I hesitated. Did I know about the Electoral College, the executive branch, the names, political parties, and dates of office for every US president? Yep.
Did I know the first thing about anyone running for office right now? Um . . .
“Not much,” I admitted. Elliott’s face seemed to brighten.
“What do you think of the president? You a fan?”
“Elliott,” Nancy groaned. He shushed her and she stomped away.
“I . . .” I wasn’t sure what he was looking for. “I don’t really know enough to form an opinion.”
To my shock, he smiled. “Are you pro-choice? Pro-life?”
“Elliott!” Both Nancy and Louis cried out this time. I most certainly did have an opinion about this one, but by now I’d caught on to what he wanted. I gave him my blankest expression.

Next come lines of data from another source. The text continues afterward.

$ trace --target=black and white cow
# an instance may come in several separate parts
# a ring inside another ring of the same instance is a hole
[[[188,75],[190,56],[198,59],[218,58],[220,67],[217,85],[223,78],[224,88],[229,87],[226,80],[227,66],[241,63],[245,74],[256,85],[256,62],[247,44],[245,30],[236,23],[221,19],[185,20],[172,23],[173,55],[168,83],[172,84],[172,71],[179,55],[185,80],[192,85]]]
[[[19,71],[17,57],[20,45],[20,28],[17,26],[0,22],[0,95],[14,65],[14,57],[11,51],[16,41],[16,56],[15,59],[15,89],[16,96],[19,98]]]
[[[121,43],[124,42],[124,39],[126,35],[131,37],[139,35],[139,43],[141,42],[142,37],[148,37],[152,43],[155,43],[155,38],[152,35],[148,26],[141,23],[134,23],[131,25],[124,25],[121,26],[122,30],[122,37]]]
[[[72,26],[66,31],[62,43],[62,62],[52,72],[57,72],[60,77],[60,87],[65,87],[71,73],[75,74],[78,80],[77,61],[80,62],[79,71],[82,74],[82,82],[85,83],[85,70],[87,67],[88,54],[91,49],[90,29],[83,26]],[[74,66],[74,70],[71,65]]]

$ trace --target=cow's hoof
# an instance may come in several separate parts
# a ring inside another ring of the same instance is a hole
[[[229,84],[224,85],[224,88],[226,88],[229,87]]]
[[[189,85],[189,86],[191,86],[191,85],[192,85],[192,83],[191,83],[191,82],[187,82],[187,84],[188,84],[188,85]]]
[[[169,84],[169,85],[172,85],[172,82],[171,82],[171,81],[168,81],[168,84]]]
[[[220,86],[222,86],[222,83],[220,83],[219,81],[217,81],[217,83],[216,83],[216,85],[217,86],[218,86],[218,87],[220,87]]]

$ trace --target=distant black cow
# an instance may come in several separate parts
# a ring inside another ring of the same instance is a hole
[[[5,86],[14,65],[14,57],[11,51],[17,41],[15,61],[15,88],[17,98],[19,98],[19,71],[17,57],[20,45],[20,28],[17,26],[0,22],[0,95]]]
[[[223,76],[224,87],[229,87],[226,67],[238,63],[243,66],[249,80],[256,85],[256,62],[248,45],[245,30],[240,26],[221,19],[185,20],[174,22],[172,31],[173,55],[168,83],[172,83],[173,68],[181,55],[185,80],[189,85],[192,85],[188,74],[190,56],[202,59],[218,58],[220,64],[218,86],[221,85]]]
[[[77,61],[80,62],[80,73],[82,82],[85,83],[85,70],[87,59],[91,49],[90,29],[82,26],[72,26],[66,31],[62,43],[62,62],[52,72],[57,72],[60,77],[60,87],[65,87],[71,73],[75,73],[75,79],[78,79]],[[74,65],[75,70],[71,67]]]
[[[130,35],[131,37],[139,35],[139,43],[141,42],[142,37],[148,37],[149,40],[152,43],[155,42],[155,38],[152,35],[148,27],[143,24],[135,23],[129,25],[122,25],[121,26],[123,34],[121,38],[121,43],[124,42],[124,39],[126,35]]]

“I haven’t really thought about it.”
Elliott nodded and rose from the chair. “Okay, Nancy. But this is your play. I want to make that crystal clear. If she gets out of line, you rein her in. If she crashes and burns—”
“I’ve got it,” Nancy snapped.
Me. Crashing and burning?
Outside, there was a roar of voices.
The TV switched to live footage. A mob of reporters, an overcast sky, a house with white siding, the big bodyguard from yesterday, and right behind him, the senator, making his way to my front door.
• • •
The sky had become heavy, threatening to unload at any moment. I warily scanned the senator’s suit, hoping it wasn’t some kind of rare material that would disintegrate at a drop of rain.
He looked stiffly around the backyard, opting finally to lean-sit on the plastic slide of the jungle gym. I stood gripping the swing chain, bracing myself.
I had a working theory, developed during the maddening eons that the senator and his advisors had just spent speaking privately behind the closed doors of the TV room.
He’s going to tell you to deny it. He’s going to explain that he can’t possibly ever see you again. This is an election year. I could ruin his life. I really don’t blame him.